The hope is that by the time Blair returns to Blackpool for the Labour Party conference later this month, his critics will appreciate the scale of the diplomatic efforts that would precede a military attack.

Party officials accept that Iraq will dominate the Labour conference; but there is an argument between those who advocate a full debate on the day before Blair's speech, to get it all out into the open, and those who want to hold it back until the day after.

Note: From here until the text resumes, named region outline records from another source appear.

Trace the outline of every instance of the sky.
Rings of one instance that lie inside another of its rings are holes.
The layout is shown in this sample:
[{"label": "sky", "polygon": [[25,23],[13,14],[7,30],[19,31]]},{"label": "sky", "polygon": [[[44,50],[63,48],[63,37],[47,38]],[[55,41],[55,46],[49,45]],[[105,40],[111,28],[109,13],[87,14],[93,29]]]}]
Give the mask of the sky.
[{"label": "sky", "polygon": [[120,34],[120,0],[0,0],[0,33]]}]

Blair has only just begun to make the case for conflict with Iraq, combining fears of proliferation of weapons of mass destruction with his newfound doctrine of liberal imperialism to rid the world of illiberal leaders. The Blairites' frustration is palpable. But they proved the doubters wrong on Kosovo and Afghanistan, and they believe they will do so again now.

If it were only the "big fat men" expressing their misgivings about Blair's Iraqi adventure and his unlikely alliance with Bush, he wouldn't have to worry so much. Just as Clause Four became the defining issue for Blair in opposition, so Iraq, it seems, will be the defining issue of his premiership. For the first time, some in the senior ranks of the party and the union movement, even some in government, are beginning to question Blair's judgement.

Comparisons are being made with the final years of Margaret Thatcher. By the end, she was picking the wrong battles to fight. As a senior member of the government entourage put it to me: "In a year's time, either we will have been right, and we'll let them know it, or we'll have been wrong and God help us."